Updated: Jul 31, 2022


Blog #3:

How important are our looks to our self-esteem?

Is external beauty more important than internal beauty of our soul?

Do you feel discriminated against due to your looks?

Do you feel more lonely and threatened due to your looks?

do you consider yourself better looking than others?

Are you willing to admit your lack of empathy for those not as fortunate as you?

Do you consider yourself a below average looker? Does it really matter how you look?

The Mahabharata Context:

King Pandu is the father of the five Pandavas and the son of King Vichitravirya. His birth was through surrogate fatherhood (Niyoga) born to his mother and as the son of sage Vyasa. During the conception his mother was so scared to see sage Vyasa that she turned pale and shrivelled in the presence of the sage. The result was that King Pandu was born with dull, lifeless yellow skin which made him unattractive. Pandu was strong, brave and a highly skilled warrior trained by the invincible Bhishma himself. Pandu conquered and annexed many neighbouring kingdoms growing the empire. He was was married to two beautiful princesses, Kunti and Madri from a neighbouring kingdom. However the pale Pandu probably struggled to attract amorous attention from these two queens. He was resentful and killed two mating deers in the forest by deliberately shooting arrows at them. One of the deer was Sage Kindama who was shocked at this cruel act. When unrepentant Pandu defiantly justified his right as a hunter to hunt any animal of his choice Kindama cursed him that if he ever approached his wives with any intentions of making love to them he would instantly die. In the Mahabharata, King Pandu died in the forest after approaching his queen Madri. This then leaves Queen Kunti as the single mother to her five children, the Pandavas.

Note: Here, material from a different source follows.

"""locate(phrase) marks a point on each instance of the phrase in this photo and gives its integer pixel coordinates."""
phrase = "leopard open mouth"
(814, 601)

Our null hypothesis of the King Pandu persona

The king Pandu represents our lack of self-esteem due to poor body image. We all struggle with our self-created image of physical perfection that we don't match up to. Curly hair, straight hair, long hair, blue eyes, brown eyes, hazel eyes, thin waist, six pack abs, shapely eyebrows, good teeth, long legs, nice lips, cute smile, being tall, being white, getting a tan, etc. etc. I sometimes wish I looked like Tom Cruise but lord knows he himself has Brad Pitt envy. We are surrounded by advertising and promotions of what we need to look like. We exercise, diet, groom and yet beat ourselves up since we never measure up to our own standards. This is of course mere mortals like us.

The few of us who are anointed as "most beautiful" or somehow told we are physically perfect have a fair share of mental issues to deal with when age catches up. But even before they age, these perfect specimens struggle with eating disorders, depression and other worries to maintain their perfect image and to retain the adulation of their many fans.

Lesson learned: We are all beautiful and built in the divine image of how the Lord wanted us to be. What makes each of us beautiful is uniquely is our smile, the best window into our soul. Let us focus on saying thank you for this chance at life rather than bemoan the lack of a Jason Momoa look.